Was heisst das für Social Software?

Neu ist auch, dass es mit Web 2.0 Technologien endlich auch Tools zur Zusammenarbeit gibt, die diese Erkenntnisse wirklich verinnerlicht haben und ernst nehmen. Dass Social Software den Menschen (und sein Bild) so in den Mittelpunkt stellen, dass Kommentare vor allem dafür genutzt werden, um Anerkennung und Zuspruch zu äußern, macht deutlich, dass es hier um den Menschen geht – er kann sich als Person mit seinen Inhalten darstellen und wird damit auf ganz neue Weise motiviert. Die Bedeutung dieses vermeintlich einfachen Schrittes kann man am besten nachvollziehen, wenn man sich Tools ansieht, mit denen wir seit vielen Jahren arbeiten: Explorer, Excel, Word, SAP… – der Mensch steht dort nicht im Mittelpunkt, alles ist wichtig (Dateiart, Grösse, Letzte Änderung,…), aber WER etwas geschrieben, oder editiert oder gelesen hat, ist in den meisten Fällen nur schwer herauszufinden.

Wenn Unternehmen also darüber nachdenken, wie man (hochbezahlte) Mitarbeiter möglichst optimal motivieren kann, dann sind diese neuen Erkenntnisse der Hirnforschung sicher ein weiterer Grund, Social Sofware für die Zusammenarbeit im Unternehmen, aber auch mit Partnern und Kunden verstärkt zu nutzen. Ich habe das Thema auch im Rahmen eines Vortrags über die Grundlagen des Enterprise 2.0 bei Prof. Bernd Schmitz an der RFH Köln näher beleuchtet, ein Mitschnitt ist nun auch online verfügbar. Noch mal vielen Dank für die Einladung nach Köln!

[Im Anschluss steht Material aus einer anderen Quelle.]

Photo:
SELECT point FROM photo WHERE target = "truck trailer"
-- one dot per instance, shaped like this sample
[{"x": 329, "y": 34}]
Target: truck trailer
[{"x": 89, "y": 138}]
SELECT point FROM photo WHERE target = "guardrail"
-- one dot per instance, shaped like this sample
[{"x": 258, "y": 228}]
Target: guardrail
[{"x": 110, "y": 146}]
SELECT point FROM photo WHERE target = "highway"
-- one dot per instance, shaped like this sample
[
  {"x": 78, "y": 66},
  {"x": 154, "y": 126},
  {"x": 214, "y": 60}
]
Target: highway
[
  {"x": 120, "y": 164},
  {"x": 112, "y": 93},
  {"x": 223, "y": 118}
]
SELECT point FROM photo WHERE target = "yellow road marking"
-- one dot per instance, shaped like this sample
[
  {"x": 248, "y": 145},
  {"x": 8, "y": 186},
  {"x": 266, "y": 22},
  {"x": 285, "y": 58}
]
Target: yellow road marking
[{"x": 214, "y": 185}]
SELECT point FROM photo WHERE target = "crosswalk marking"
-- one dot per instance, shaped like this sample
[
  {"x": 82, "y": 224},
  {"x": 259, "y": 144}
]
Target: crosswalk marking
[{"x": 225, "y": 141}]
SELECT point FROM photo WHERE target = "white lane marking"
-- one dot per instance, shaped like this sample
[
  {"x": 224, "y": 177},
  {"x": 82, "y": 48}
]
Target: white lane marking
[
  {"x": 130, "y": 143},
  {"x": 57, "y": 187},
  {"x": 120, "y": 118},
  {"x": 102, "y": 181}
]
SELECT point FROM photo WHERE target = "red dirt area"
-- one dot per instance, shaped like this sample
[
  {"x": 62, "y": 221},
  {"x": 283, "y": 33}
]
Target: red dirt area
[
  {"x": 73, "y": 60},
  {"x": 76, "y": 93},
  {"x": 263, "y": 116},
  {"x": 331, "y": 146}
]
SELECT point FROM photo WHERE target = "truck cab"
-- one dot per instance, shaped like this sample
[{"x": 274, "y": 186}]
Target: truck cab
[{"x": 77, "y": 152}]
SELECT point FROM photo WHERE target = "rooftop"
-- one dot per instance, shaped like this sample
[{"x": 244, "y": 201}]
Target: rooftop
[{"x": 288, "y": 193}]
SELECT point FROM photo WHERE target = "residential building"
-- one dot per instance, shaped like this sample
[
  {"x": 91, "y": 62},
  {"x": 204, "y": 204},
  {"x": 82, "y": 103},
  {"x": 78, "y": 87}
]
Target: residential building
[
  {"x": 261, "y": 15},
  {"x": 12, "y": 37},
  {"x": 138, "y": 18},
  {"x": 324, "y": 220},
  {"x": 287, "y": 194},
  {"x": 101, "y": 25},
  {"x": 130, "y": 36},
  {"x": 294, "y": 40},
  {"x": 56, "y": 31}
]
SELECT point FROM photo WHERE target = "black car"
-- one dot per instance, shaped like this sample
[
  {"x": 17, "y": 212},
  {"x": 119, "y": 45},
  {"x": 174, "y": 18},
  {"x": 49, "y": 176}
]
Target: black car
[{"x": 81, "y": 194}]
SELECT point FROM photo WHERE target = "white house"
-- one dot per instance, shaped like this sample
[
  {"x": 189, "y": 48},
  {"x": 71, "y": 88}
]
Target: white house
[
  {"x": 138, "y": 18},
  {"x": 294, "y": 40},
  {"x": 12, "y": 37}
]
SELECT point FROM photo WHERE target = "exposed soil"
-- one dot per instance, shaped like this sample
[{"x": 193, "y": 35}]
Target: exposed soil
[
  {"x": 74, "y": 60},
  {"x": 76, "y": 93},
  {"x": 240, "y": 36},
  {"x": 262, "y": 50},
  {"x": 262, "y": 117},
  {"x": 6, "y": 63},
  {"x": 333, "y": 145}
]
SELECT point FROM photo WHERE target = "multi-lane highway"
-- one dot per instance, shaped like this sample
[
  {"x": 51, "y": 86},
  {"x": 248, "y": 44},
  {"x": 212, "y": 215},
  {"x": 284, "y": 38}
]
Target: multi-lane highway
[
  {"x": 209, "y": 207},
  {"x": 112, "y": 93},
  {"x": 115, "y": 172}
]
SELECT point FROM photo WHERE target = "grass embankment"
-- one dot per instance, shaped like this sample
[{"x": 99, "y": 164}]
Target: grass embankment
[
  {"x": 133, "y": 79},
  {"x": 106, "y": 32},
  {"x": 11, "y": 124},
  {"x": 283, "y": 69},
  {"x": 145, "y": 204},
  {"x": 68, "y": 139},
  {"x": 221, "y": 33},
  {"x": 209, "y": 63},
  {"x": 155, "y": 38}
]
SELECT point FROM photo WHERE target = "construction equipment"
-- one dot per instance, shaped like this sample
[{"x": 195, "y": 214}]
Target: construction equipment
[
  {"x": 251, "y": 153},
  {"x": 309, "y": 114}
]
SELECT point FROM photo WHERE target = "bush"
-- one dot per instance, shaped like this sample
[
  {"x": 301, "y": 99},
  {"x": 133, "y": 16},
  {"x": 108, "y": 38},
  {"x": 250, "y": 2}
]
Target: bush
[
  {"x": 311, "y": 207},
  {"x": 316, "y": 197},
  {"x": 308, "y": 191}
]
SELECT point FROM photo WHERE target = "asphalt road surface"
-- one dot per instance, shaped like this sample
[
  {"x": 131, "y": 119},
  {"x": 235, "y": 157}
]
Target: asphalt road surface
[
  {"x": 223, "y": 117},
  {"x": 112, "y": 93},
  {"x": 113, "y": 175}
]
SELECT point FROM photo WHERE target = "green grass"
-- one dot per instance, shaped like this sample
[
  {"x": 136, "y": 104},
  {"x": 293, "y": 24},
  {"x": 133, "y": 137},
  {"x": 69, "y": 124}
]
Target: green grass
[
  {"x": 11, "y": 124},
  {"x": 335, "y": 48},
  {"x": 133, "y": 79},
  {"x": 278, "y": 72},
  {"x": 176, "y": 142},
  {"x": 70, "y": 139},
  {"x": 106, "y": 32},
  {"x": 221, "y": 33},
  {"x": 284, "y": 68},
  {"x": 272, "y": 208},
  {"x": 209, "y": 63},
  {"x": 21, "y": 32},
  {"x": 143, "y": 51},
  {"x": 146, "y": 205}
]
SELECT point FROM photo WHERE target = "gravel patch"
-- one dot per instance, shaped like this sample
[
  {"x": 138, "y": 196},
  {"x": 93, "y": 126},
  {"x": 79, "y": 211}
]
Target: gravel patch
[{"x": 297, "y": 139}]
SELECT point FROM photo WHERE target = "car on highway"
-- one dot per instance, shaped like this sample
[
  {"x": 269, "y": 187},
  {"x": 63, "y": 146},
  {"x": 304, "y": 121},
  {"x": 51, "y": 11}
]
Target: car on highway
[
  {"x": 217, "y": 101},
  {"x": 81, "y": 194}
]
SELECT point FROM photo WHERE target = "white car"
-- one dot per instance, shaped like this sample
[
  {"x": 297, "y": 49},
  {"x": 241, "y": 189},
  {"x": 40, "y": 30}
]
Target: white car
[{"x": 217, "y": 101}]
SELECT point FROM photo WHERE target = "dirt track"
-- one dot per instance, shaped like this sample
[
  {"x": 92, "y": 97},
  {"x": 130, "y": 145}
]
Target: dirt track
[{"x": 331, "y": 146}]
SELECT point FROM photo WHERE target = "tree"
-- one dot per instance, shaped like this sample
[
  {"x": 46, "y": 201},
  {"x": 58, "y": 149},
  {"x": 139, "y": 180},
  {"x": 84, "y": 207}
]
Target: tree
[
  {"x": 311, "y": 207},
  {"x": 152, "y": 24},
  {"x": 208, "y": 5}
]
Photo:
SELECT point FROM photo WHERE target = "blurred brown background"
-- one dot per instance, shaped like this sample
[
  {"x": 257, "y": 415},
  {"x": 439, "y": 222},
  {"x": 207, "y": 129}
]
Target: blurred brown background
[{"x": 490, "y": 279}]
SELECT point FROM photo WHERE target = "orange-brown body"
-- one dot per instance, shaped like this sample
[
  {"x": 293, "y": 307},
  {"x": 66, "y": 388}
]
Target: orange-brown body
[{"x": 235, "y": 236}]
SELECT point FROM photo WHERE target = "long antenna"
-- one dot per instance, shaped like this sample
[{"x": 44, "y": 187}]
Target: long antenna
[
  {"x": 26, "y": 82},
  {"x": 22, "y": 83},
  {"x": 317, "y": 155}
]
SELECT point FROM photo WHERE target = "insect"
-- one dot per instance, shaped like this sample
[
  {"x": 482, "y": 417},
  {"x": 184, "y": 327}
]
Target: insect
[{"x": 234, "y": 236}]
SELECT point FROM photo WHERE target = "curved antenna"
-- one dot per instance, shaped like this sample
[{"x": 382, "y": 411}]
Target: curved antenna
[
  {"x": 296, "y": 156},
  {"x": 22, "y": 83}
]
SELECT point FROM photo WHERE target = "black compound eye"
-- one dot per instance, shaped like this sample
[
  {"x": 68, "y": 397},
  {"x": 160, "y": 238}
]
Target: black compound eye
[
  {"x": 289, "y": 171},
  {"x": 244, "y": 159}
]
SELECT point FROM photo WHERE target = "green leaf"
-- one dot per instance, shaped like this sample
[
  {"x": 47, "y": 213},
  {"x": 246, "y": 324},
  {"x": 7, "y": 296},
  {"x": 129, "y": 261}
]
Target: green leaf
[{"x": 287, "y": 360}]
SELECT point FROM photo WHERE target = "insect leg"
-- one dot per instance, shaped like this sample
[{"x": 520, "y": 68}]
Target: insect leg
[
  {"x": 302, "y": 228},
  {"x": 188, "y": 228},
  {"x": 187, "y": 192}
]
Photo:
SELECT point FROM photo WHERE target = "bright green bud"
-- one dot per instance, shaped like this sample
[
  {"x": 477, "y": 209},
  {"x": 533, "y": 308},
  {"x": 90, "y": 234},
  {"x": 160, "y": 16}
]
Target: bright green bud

3 responses zu Starke Argumente: Social Software und die Hirnforschung

  1. Ein interessanter Ansatz, Frank. Insbesondere der Hinweis auf die De-Personalisierung bisherhiger digitaler Medien finde ich aufschlussreich. Nur sollte man beachten, dass die auf Personalität zielenden „Hygienefaktoren“ die eine – positive – Seite der Web 2.0 – Medaille sind. Auf der anderen Seite finden wir Faktoren, die zur Demotivation beitragen (Bashing, Mobbing, Grüppchenbildung, etc.). Diese Faktoren können durch dieselben Tools ebenfalls verstärkt hervorgerufen werden. Davon hört man bisher noch nicht allzu viel. Wenn Collaboration aber ein Teil des betrieblichen Alltags wird, dann können wir davon ausgehen, dass Web 2.0 – Tools die Kommunikation in diesem Alltag mitbestimmen werden. Und oben genannte Konfliktszenarien gehören nun mal eben zum betrieblichen Alltag.

    Deshalb ist das Gestalten des Umfeldes für die Collaboration sehr wichtig, z.B.:

    gemeinsam erarbeitete Grundsätze für die Form der Collaboration;
    Diskurs-ethische Grundstätze (z.B. Paradigmen der Sachlichkeit, die Macht des besten Argumentes, Gleichheitsgrundsätze, etc.)
    Themen, die ausgespart bleiben sollten und solche, die einbezogen werden sollten;
    dezente Konditionierung hin zu einer hohen Toleranz für Rechtschreibfehler;
    Wissensteilung als Selbstverständlichkeit
    etc.

    Eine kleine Verfassung muss also erarbeitet werden. Darauf wird der Betriebsrat in den meisten Fällen (bzw. zukünftig) ohnehin drängen.

  2. Da stimme ich voll zu. Allerdings hat die Offenheit selbst im schlimmsten Fall (z.B. Mobbing) ihre Vorteile – es wird transparenter, nachvollziehbarer und beweisbarer. Die Hoffnung und unsere aktuelle Beobachtung ist deshalb, dass sich aufgrund der hergestellten Öffentlichkeit alle ein wenig zivilisierter  aufführen:-)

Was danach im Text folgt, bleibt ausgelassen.